A selfless selfie?


UK soap star Kym Marsh’s ‘no make-up selfie’

Unless you’ve been living under a rock or stranded on a desert island for the past fortnight, you’ll have undoubtedly caught wind of the newest social media trend to hit Facebook, Instagram and Twitter – the ‘no make-up selfie’.

Playing on the fact that most social media users are keen to post pictures of themselves at every opportunity, a young teenager from the UK posted an image of herself sans the slap and asked her Facebook friends to do the same, all in the name of charity.

While it seems noble, the biggest question raised when the idea really started to take hold was pretty obvious – how on earth was it actually helping anyone who either had cancer or had experienced it within their family?

It was a perfect demonstration of how quick we all are to participate in a bit of shameless self-promotion under the guise of charity. However, it angered many people who regularly give to charity without needing tens or hundreds of people to ‘Like’ a picture of them without make-up.

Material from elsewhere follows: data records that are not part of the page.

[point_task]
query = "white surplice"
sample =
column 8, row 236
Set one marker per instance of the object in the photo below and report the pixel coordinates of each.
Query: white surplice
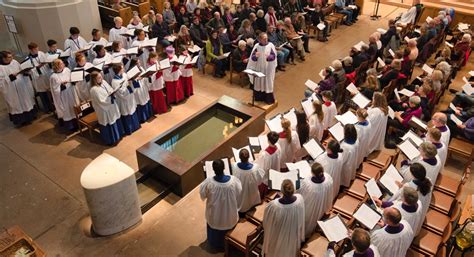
column 222, row 202
column 250, row 180
column 317, row 201
column 284, row 228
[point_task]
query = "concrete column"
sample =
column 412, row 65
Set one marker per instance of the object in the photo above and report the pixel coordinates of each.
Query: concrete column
column 40, row 20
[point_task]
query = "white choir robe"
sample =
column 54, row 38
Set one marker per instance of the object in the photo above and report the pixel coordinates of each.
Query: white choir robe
column 316, row 128
column 378, row 120
column 289, row 150
column 74, row 45
column 364, row 133
column 333, row 167
column 115, row 35
column 284, row 228
column 330, row 113
column 64, row 100
column 393, row 245
column 222, row 202
column 250, row 180
column 317, row 201
column 350, row 163
column 415, row 219
column 330, row 253
column 264, row 66
column 18, row 94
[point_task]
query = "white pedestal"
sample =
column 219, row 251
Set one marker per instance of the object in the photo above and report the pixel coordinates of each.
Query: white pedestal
column 111, row 194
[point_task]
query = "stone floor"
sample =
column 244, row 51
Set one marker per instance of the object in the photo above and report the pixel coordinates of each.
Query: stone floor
column 41, row 166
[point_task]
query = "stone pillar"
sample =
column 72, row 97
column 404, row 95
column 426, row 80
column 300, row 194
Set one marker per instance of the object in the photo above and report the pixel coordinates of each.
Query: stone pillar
column 111, row 194
column 40, row 20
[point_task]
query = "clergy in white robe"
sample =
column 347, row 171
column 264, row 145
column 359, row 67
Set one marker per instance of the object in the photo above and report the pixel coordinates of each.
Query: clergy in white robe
column 289, row 143
column 17, row 90
column 350, row 147
column 222, row 194
column 378, row 117
column 250, row 176
column 332, row 162
column 283, row 223
column 360, row 240
column 317, row 192
column 64, row 94
column 396, row 235
column 263, row 58
column 106, row 108
column 125, row 99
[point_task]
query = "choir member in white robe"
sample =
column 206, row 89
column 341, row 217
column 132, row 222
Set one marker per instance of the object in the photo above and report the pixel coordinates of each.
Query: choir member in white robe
column 316, row 122
column 75, row 42
column 283, row 223
column 116, row 33
column 155, row 86
column 269, row 158
column 250, row 176
column 289, row 143
column 395, row 236
column 317, row 192
column 40, row 76
column 439, row 121
column 125, row 99
column 421, row 184
column 17, row 90
column 434, row 136
column 106, row 108
column 64, row 95
column 329, row 110
column 364, row 132
column 350, row 146
column 332, row 162
column 378, row 117
column 263, row 58
column 360, row 240
column 222, row 194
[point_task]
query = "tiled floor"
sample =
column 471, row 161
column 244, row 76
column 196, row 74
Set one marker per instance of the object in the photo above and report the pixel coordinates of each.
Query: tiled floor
column 41, row 166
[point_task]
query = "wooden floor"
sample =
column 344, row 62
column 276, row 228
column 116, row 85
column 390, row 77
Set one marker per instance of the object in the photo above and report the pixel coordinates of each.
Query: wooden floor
column 41, row 166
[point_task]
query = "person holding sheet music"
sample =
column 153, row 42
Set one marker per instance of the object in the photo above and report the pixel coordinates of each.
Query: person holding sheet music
column 263, row 58
column 284, row 223
column 360, row 240
column 395, row 236
column 317, row 192
column 17, row 90
column 222, row 195
column 40, row 76
column 125, row 100
column 332, row 162
column 107, row 110
column 64, row 95
column 250, row 176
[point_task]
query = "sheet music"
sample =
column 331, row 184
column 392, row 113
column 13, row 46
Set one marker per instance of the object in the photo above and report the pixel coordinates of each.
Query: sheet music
column 313, row 148
column 367, row 216
column 361, row 100
column 237, row 151
column 373, row 189
column 347, row 118
column 334, row 229
column 337, row 131
column 277, row 178
column 409, row 149
column 302, row 166
column 390, row 177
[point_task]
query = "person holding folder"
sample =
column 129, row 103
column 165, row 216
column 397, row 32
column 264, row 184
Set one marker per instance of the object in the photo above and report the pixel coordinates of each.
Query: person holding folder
column 222, row 195
column 107, row 110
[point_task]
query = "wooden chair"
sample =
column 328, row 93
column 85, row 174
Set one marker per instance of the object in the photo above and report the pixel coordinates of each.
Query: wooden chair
column 86, row 117
column 245, row 237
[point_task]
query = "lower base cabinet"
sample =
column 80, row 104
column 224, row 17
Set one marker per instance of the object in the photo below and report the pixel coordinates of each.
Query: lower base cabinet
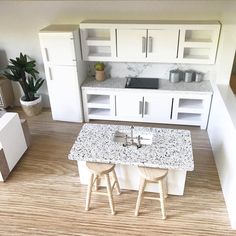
column 142, row 106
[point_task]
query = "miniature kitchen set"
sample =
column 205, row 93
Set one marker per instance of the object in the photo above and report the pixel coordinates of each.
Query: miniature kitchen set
column 179, row 96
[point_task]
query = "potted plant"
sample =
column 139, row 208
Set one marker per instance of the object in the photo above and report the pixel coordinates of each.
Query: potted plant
column 99, row 67
column 23, row 71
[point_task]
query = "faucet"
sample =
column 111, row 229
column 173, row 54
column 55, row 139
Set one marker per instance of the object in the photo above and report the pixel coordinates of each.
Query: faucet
column 132, row 134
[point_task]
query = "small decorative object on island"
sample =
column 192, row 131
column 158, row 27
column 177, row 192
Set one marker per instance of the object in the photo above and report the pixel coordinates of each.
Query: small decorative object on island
column 100, row 74
column 24, row 72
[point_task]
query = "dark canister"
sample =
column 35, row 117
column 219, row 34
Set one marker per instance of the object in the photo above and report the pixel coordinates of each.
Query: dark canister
column 174, row 76
column 188, row 76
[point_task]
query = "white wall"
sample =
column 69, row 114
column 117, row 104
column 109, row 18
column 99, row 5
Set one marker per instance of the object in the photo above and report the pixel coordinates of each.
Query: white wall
column 222, row 134
column 22, row 20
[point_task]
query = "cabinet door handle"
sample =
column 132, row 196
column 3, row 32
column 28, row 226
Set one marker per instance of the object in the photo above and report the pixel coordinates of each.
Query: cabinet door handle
column 50, row 73
column 143, row 44
column 46, row 53
column 140, row 107
column 149, row 44
column 145, row 108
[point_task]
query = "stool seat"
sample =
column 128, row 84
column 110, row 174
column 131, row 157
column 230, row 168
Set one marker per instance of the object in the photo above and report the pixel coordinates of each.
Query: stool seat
column 152, row 174
column 100, row 168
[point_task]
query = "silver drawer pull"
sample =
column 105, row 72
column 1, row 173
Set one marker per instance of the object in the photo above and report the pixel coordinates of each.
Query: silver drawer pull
column 46, row 53
column 143, row 44
column 140, row 107
column 50, row 74
column 146, row 108
column 149, row 44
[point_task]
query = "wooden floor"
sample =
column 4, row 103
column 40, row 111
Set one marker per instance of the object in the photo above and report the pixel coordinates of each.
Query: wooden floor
column 43, row 195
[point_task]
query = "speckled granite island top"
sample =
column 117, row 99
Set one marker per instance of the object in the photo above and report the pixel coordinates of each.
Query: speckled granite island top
column 170, row 148
column 164, row 85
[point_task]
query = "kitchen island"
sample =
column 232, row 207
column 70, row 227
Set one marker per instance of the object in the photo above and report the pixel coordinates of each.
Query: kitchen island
column 169, row 148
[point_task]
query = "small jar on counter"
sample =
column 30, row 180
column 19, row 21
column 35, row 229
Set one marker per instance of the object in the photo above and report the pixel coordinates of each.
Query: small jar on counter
column 175, row 76
column 188, row 76
column 199, row 76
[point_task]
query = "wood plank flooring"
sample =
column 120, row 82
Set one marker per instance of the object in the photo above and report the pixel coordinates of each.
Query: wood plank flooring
column 43, row 195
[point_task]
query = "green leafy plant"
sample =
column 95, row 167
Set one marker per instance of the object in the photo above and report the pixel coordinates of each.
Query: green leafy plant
column 100, row 66
column 23, row 71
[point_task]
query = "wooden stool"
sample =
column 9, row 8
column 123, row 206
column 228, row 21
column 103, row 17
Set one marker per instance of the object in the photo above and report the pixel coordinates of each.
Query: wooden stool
column 99, row 170
column 152, row 175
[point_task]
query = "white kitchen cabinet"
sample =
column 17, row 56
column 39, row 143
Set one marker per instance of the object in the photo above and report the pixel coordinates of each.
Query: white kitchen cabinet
column 98, row 104
column 144, row 107
column 191, row 109
column 157, row 108
column 169, row 107
column 150, row 41
column 98, row 42
column 129, row 107
column 60, row 48
column 198, row 43
column 156, row 45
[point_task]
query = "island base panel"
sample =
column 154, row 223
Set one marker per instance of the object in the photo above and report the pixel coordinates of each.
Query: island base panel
column 128, row 177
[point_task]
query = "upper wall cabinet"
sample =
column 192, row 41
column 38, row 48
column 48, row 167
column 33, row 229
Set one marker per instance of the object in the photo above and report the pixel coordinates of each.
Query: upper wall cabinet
column 198, row 43
column 98, row 42
column 158, row 41
column 156, row 45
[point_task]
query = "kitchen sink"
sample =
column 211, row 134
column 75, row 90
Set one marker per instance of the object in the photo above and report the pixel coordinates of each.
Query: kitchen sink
column 142, row 83
column 133, row 138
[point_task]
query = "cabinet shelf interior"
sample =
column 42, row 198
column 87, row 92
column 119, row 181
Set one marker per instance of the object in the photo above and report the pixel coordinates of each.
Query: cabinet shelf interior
column 196, row 53
column 98, row 34
column 189, row 117
column 102, row 51
column 198, row 36
column 99, row 112
column 191, row 103
column 98, row 99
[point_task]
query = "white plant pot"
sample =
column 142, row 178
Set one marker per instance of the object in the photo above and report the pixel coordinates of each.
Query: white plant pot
column 32, row 108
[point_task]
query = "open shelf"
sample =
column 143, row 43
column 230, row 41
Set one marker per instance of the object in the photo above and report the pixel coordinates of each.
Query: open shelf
column 98, row 34
column 199, row 36
column 190, row 103
column 189, row 117
column 98, row 112
column 98, row 101
column 99, row 51
column 197, row 53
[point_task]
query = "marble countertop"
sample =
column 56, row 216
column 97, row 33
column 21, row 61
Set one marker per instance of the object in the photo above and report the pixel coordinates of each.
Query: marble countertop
column 164, row 85
column 170, row 148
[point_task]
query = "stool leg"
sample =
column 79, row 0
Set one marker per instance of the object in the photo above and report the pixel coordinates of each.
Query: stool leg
column 109, row 193
column 89, row 191
column 140, row 193
column 96, row 182
column 162, row 200
column 166, row 187
column 116, row 182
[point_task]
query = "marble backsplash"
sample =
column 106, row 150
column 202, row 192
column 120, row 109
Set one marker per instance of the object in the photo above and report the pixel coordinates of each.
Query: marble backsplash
column 151, row 70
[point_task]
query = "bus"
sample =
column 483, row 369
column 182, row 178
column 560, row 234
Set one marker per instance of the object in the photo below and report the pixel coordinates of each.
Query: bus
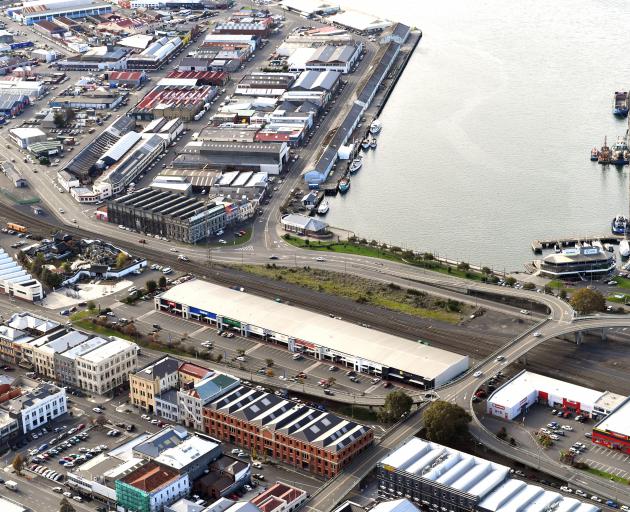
column 16, row 227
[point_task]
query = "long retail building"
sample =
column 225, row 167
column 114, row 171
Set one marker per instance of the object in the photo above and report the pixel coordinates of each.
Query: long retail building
column 324, row 338
column 445, row 479
column 524, row 390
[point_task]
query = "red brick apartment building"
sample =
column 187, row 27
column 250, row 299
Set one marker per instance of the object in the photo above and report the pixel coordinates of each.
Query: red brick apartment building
column 284, row 430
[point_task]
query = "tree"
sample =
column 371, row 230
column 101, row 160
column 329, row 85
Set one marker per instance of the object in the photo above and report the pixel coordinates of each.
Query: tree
column 69, row 115
column 59, row 119
column 445, row 423
column 397, row 404
column 65, row 506
column 18, row 463
column 510, row 281
column 100, row 420
column 121, row 259
column 586, row 301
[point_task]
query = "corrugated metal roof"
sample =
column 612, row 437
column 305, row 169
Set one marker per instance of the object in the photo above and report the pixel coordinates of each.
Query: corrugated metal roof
column 121, row 147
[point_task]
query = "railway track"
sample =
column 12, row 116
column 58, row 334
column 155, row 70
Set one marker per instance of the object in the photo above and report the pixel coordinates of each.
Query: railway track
column 448, row 337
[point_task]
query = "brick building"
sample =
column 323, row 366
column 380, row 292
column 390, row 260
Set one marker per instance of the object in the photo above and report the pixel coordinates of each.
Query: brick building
column 295, row 434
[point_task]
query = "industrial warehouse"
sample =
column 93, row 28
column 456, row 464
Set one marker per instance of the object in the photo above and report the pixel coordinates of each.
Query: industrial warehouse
column 167, row 214
column 435, row 476
column 527, row 388
column 324, row 338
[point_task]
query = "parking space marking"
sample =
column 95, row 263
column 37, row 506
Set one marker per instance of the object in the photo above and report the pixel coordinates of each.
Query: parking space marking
column 255, row 347
column 146, row 315
column 199, row 331
column 312, row 367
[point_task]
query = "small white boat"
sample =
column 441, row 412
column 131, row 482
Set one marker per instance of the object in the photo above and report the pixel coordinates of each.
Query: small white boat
column 356, row 164
column 375, row 127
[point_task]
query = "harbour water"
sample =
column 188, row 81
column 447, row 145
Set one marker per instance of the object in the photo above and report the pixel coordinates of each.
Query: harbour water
column 486, row 139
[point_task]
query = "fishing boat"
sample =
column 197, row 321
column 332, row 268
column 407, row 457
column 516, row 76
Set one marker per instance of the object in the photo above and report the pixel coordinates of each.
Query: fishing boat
column 323, row 207
column 376, row 126
column 619, row 153
column 620, row 104
column 604, row 154
column 619, row 225
column 356, row 164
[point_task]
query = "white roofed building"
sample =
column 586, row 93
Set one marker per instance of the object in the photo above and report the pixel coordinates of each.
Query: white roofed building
column 16, row 281
column 107, row 367
column 528, row 388
column 614, row 430
column 325, row 338
column 433, row 475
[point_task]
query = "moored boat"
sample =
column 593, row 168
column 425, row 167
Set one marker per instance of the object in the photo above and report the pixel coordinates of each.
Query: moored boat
column 619, row 225
column 620, row 104
column 375, row 127
column 604, row 154
column 356, row 164
column 619, row 153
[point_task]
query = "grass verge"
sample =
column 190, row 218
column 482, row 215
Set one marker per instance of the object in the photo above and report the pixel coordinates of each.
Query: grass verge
column 365, row 291
column 385, row 252
column 355, row 412
column 608, row 476
column 99, row 329
column 237, row 241
column 623, row 282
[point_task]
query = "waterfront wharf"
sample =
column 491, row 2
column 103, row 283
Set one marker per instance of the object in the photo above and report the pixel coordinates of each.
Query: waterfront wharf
column 539, row 245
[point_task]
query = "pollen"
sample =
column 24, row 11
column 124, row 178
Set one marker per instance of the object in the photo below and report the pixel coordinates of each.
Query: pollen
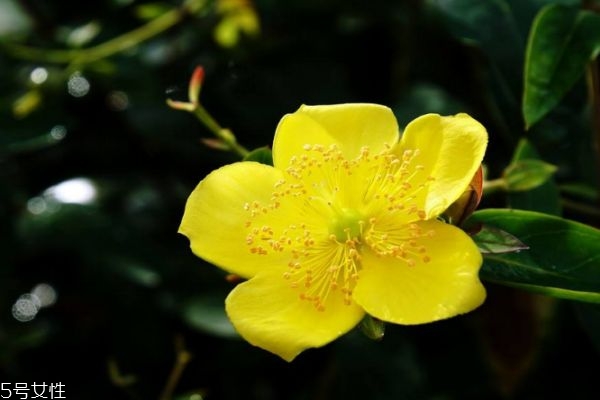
column 330, row 208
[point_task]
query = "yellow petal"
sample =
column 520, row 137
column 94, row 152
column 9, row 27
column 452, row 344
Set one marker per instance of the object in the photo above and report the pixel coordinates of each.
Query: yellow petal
column 349, row 126
column 445, row 286
column 214, row 218
column 451, row 150
column 269, row 314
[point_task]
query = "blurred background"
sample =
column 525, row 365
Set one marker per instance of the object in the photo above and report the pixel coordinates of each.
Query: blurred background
column 100, row 293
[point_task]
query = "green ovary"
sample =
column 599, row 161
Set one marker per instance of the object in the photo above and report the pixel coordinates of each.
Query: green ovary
column 348, row 224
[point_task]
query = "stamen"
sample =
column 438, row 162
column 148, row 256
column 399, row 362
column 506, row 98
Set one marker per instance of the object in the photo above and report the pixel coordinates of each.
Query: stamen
column 336, row 199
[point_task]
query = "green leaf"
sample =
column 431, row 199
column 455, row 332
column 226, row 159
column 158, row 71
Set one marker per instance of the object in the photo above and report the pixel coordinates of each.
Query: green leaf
column 372, row 327
column 492, row 240
column 544, row 198
column 563, row 259
column 261, row 155
column 525, row 175
column 562, row 41
column 207, row 314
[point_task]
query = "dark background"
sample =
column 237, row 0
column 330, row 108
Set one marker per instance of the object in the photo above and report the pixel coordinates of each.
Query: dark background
column 129, row 292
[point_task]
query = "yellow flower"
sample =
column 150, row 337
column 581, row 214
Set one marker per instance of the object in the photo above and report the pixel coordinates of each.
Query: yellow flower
column 344, row 224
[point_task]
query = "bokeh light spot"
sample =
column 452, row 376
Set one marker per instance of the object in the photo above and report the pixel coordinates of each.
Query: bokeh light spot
column 39, row 75
column 74, row 191
column 78, row 86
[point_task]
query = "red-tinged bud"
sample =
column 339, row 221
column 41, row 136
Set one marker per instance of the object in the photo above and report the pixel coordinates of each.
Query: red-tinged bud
column 232, row 278
column 464, row 206
column 196, row 85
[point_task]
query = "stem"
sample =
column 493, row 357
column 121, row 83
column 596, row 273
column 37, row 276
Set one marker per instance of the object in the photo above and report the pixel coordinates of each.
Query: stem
column 594, row 93
column 112, row 46
column 222, row 133
column 581, row 208
column 494, row 185
column 183, row 357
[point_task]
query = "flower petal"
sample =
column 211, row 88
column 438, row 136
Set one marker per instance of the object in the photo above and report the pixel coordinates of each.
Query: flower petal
column 451, row 150
column 269, row 314
column 351, row 126
column 445, row 286
column 214, row 218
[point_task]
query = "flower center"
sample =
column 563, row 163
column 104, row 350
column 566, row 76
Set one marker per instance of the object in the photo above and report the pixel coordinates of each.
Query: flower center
column 329, row 208
column 347, row 225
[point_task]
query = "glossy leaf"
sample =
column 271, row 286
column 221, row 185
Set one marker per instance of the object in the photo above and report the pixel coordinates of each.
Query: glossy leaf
column 492, row 240
column 543, row 198
column 562, row 41
column 261, row 155
column 563, row 259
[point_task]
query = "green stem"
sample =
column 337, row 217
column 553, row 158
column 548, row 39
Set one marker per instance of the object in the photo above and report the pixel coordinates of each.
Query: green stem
column 581, row 208
column 110, row 47
column 222, row 133
column 494, row 185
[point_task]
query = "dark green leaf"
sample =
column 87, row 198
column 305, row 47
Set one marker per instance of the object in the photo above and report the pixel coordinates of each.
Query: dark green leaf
column 544, row 198
column 261, row 155
column 529, row 174
column 207, row 314
column 562, row 41
column 563, row 259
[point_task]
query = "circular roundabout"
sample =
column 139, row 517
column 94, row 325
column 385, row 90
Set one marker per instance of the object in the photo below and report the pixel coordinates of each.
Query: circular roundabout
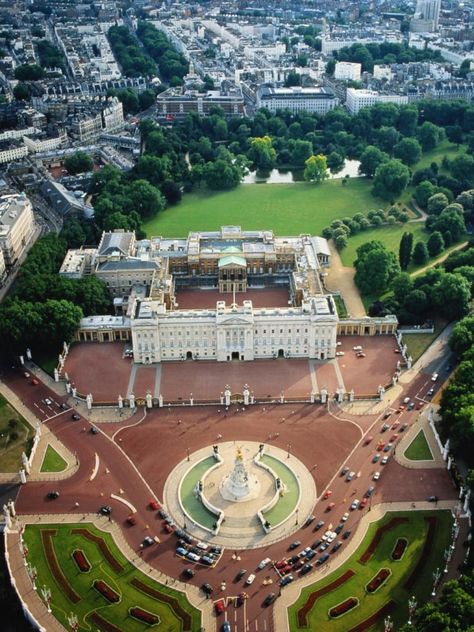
column 240, row 494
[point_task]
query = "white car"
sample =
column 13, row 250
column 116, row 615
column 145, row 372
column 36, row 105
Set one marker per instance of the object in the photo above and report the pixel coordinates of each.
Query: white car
column 264, row 563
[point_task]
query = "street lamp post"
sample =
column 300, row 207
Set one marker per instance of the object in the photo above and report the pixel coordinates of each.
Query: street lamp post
column 388, row 624
column 436, row 577
column 411, row 609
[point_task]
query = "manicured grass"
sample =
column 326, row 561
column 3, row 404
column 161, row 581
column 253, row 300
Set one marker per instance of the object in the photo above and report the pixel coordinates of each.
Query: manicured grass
column 388, row 235
column 191, row 503
column 419, row 450
column 287, row 209
column 418, row 343
column 11, row 448
column 415, row 531
column 288, row 501
column 64, row 543
column 52, row 461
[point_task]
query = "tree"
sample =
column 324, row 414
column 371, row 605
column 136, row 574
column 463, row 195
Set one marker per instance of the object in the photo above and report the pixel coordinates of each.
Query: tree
column 420, row 253
column 316, row 169
column 408, row 150
column 435, row 243
column 376, row 267
column 262, row 154
column 405, row 250
column 436, row 203
column 429, row 135
column 80, row 162
column 462, row 336
column 402, row 285
column 391, row 179
column 371, row 158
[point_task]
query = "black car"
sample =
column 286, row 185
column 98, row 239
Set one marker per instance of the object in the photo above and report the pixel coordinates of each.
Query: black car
column 306, row 568
column 269, row 599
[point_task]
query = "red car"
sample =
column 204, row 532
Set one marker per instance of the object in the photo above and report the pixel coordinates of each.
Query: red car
column 219, row 606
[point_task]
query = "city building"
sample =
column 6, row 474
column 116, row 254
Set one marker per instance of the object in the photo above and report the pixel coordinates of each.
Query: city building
column 224, row 295
column 358, row 99
column 17, row 226
column 347, row 71
column 296, row 99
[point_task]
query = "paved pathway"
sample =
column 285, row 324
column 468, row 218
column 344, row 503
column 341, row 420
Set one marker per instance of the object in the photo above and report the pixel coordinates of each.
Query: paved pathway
column 341, row 278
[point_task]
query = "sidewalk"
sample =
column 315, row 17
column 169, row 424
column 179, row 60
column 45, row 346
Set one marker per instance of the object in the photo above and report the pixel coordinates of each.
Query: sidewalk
column 35, row 604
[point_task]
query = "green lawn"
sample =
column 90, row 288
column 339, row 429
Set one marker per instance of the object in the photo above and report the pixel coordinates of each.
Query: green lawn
column 52, row 461
column 418, row 343
column 64, row 543
column 287, row 502
column 287, row 209
column 414, row 531
column 14, row 435
column 419, row 450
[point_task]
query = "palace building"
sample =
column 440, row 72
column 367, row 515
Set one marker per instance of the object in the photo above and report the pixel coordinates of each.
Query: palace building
column 224, row 295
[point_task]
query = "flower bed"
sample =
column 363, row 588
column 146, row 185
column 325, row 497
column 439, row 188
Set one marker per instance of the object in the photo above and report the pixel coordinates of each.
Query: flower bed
column 381, row 531
column 343, row 607
column 378, row 580
column 399, row 549
column 106, row 591
column 102, row 624
column 377, row 616
column 416, row 572
column 305, row 609
column 144, row 615
column 62, row 582
column 101, row 543
column 81, row 560
column 165, row 598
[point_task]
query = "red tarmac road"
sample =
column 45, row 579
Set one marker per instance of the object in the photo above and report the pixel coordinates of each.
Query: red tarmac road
column 155, row 445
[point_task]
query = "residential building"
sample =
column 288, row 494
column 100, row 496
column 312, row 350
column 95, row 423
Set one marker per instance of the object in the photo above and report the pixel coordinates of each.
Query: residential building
column 17, row 226
column 297, row 99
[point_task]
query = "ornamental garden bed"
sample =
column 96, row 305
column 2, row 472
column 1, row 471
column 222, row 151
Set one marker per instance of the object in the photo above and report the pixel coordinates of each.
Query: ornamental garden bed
column 305, row 609
column 144, row 615
column 381, row 531
column 165, row 598
column 106, row 591
column 377, row 616
column 343, row 608
column 62, row 582
column 81, row 560
column 378, row 580
column 416, row 572
column 399, row 549
column 104, row 549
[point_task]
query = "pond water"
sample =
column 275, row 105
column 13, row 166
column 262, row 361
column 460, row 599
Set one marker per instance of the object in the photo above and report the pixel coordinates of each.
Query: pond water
column 285, row 176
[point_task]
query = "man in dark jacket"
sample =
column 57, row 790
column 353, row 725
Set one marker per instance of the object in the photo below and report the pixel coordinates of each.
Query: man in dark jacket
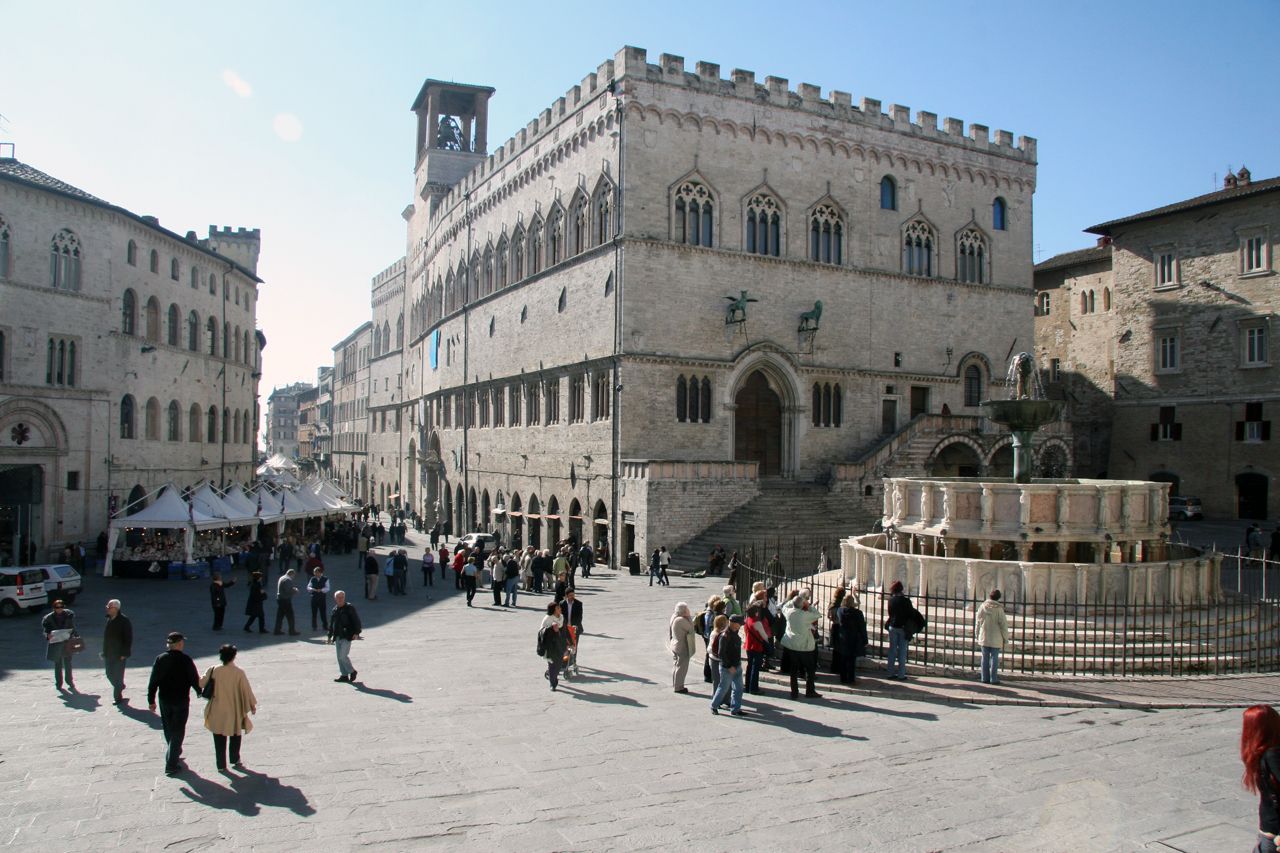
column 117, row 647
column 218, row 598
column 343, row 628
column 174, row 678
column 730, row 649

Thankfully, the PR machine at Breast Cancer Awareness UK quickly piggy-backed on the trend and issued a selfie of its employees imploring that anyone who posted a no make-up selfie also texted ‘BEAT” to 70099 in order to donate £3.

Suddenly, it all seemed a lot more credible and worthy – and celebrities hopped on the bandwagon. In fact, it was so popular that it made its way across the ocean to Australia, although we’re yet to see a charity affiliation with pictures. At the moment, Aussie women are doing their bit to ‘raise awareness’. The real question is, are they raising awareness for themselves or the cause?

The craze has been an eye-opener. Many people who normally don’t dip in their pockets to donate to charity did so on this occasion because they received gratification in return. Misanthropists around the world will be having a field day as it provides yet another example of our shallow society.

But on a serious note, is this the future of charity fundraising? Do we expect to be given something in return for our support? It’s an interesting question and one I am sure charities globally are asking themselves.